Opening the front door bleary-eyed on the morning of the night before my sister stands with an unusually serious look on her face.
“Have you heard the news?”
“No, what?”
“Princess Diana is dead.”
It was the day after my birthday and just a handful of months following the death of my father.
The days of public mourning which followed felt like a dislocation.
People crying openly for someone they had never met let alone known. Why all this fuss? Nobody had turned a hair when my dad had died and seemed intent on returning to normal with indecent haste.
Grief is anything but rational.
This week Martin came round for dinner to record a trail for the new season of “Sideways”.
“Did you hear that Father Paul died?”
I hadn’t and it affected me.
I’d known him since I was seven and, much like many people think of the Queen, I had felt comforted by his presence on earth even if in later years, as he had lost his sight and been confined to a nursing home, I had not seen him.

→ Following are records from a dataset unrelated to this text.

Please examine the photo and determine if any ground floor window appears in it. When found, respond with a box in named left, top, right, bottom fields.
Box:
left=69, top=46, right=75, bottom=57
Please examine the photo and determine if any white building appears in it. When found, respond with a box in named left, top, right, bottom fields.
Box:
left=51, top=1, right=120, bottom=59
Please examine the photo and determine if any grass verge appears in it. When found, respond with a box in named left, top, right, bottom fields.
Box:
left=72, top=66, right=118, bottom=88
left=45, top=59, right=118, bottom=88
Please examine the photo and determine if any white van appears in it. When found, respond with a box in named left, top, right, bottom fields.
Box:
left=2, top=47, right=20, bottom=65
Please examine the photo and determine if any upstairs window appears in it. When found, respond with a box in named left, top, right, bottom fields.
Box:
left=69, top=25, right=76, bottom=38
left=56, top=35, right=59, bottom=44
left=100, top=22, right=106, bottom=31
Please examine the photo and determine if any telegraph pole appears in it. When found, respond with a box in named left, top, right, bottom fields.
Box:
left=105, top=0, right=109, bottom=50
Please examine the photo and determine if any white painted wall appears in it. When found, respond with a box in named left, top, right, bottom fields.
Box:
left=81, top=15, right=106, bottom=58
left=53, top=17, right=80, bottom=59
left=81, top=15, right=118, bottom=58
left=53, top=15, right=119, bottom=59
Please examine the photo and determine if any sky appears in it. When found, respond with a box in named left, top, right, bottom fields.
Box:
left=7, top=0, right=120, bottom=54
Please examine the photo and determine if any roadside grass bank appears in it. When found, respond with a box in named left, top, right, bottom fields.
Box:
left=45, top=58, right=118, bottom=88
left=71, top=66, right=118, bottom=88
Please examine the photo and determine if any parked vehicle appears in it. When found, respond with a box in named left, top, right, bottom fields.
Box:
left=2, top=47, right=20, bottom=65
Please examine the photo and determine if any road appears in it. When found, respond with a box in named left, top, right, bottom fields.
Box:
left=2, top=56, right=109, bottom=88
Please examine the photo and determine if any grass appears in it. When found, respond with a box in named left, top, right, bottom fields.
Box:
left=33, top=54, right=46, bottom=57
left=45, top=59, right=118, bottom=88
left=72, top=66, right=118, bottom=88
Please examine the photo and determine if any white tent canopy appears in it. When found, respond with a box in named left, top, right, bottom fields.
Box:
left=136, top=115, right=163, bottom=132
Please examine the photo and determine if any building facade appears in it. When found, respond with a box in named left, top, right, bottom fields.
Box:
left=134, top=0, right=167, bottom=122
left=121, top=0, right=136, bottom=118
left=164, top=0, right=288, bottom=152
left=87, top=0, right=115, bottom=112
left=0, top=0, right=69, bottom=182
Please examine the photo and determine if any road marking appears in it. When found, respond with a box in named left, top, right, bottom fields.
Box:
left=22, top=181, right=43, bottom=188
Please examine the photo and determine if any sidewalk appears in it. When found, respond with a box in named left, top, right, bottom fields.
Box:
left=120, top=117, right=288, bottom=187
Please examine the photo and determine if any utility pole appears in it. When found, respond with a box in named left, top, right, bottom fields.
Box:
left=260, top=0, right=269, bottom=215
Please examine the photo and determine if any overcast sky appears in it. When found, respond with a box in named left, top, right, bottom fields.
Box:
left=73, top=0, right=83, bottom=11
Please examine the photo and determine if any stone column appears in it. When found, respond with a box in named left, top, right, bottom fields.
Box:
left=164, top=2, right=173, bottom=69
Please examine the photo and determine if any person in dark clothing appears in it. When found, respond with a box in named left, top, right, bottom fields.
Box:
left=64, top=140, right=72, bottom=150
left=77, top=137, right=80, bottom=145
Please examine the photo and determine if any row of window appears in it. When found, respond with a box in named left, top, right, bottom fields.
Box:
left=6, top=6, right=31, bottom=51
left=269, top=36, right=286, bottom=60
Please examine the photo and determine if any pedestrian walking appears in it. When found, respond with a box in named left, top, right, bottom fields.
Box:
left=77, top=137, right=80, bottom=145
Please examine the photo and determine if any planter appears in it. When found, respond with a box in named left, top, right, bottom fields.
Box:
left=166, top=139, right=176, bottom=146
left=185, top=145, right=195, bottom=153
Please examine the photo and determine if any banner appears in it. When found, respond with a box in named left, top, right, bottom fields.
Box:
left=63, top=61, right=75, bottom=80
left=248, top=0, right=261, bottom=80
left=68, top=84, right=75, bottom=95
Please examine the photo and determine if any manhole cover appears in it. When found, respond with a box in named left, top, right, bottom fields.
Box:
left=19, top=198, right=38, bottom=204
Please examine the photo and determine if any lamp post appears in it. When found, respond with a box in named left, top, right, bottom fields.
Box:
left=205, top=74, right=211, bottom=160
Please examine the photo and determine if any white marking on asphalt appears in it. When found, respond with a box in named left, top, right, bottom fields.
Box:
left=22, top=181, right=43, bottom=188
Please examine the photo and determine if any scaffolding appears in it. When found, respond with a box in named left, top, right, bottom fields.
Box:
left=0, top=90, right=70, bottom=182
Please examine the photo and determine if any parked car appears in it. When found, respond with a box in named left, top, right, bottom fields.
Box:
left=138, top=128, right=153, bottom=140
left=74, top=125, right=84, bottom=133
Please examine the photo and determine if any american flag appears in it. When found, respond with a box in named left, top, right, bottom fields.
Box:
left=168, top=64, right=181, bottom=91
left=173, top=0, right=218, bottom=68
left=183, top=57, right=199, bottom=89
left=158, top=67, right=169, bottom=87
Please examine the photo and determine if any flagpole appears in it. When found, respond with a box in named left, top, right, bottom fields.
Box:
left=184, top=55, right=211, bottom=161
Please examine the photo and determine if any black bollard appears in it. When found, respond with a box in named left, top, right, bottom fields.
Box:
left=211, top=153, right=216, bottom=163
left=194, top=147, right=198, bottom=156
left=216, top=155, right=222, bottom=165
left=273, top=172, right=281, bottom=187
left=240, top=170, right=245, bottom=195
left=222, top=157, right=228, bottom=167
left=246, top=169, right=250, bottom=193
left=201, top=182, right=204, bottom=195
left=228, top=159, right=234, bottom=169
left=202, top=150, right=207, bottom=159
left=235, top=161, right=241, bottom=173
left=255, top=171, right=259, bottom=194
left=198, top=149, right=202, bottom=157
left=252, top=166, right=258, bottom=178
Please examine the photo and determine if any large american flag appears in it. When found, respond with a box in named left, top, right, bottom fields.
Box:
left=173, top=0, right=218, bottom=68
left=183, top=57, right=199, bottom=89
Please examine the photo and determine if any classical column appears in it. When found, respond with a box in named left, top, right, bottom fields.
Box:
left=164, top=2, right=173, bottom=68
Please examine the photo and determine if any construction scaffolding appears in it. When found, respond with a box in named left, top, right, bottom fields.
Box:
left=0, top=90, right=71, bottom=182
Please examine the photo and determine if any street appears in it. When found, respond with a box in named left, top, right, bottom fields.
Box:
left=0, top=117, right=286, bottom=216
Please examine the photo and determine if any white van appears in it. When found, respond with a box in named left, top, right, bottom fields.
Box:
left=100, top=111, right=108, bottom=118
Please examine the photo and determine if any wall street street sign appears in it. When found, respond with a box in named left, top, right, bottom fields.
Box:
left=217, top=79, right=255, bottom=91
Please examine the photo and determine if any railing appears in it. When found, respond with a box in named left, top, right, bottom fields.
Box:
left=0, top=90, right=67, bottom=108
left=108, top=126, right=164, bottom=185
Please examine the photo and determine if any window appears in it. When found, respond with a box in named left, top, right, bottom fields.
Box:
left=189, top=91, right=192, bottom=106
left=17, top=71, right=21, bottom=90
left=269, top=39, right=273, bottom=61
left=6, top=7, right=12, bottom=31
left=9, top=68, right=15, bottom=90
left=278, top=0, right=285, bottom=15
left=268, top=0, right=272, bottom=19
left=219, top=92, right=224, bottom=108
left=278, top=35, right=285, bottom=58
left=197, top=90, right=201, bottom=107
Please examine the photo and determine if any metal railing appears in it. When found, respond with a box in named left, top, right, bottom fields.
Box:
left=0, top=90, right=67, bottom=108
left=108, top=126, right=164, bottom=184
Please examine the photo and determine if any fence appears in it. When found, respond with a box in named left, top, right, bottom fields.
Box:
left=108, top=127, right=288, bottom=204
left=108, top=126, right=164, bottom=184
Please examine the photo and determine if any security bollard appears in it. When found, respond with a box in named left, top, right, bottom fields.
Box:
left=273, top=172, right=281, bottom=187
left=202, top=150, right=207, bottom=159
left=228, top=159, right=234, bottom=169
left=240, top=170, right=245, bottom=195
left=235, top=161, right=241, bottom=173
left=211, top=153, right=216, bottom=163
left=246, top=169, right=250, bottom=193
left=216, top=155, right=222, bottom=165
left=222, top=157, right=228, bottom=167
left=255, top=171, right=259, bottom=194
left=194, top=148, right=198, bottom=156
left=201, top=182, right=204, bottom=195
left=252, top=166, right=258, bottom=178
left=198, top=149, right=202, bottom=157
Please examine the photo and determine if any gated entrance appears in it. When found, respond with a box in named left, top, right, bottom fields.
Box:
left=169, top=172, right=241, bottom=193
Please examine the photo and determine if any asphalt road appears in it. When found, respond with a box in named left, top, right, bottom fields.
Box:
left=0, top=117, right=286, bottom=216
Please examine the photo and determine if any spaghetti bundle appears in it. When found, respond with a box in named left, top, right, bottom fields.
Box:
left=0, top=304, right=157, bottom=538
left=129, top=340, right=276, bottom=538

I met him first when my grandfather was still alive when I pushed open the huge heavy oak door of the church that seemed, to my young eyes, as vast as anything I had ever seen.
In the years that followed I would often kneel in prayer beside my mother staring up at the magnificent stained glass east window at the end of the chancel.
I would think about eternity and try to imagine being somewhere forever in the truest sense of the word until I frightened myself with its intensity.
I stared at the window in 1997 as I said goodbye to my father and again a decade later as my mother joined him.
Father Paul confirmed me, married me, played chess with me the night that the IRA bombed The Hare & Hounds, and did not bat an eyelid if I tested my mothers declaration that, “God doesn’t mind what you wear to church” with the adornment of a “Black Sabbath” t-shirt to mass.
He provided a constancy that dwindles inevitably as those we look up to gradually leave us and move towards whatever it really is that lies beyond the chancel window.
Then, hot on the heels of Father Paul’s passing came news that the much-loved dog of a friend had come to the end of his life.
I found myself telling colleagues that Toby, my collie-lurcher rescue who lived to age 17 and whom I have been without for over fifteen years, is still in my thoughts every single day.
My sister and I exchange texts on the afternoon of the Queen’s death bemoaning the barrage of tributes that seem almost to suffocate and leave no room for the grief that seems to spring from nowhere and is hard to explain.
Societal grief is different from personal bereavement because there is strength and comfort in the collective mourning with others who share something of what you experience.
Personal grief is mostly terribly lonely.
Perhaps part of the reason we can feel so affected by the death of a monarch we did not know but was so familiar to us is that it reminds us of all the loss we have endured and will have to face in the future and that it requires processing in some way.
Some people will devour the hours of television and radio tributes, others will lay flowers at the gates of the palace. Some hardy souls will queue for hours to file past as the Queen is laid in state.
All of us though will have something personal that this communal experience reflects and there might be some who find the best way of dealing with it is to write it all out.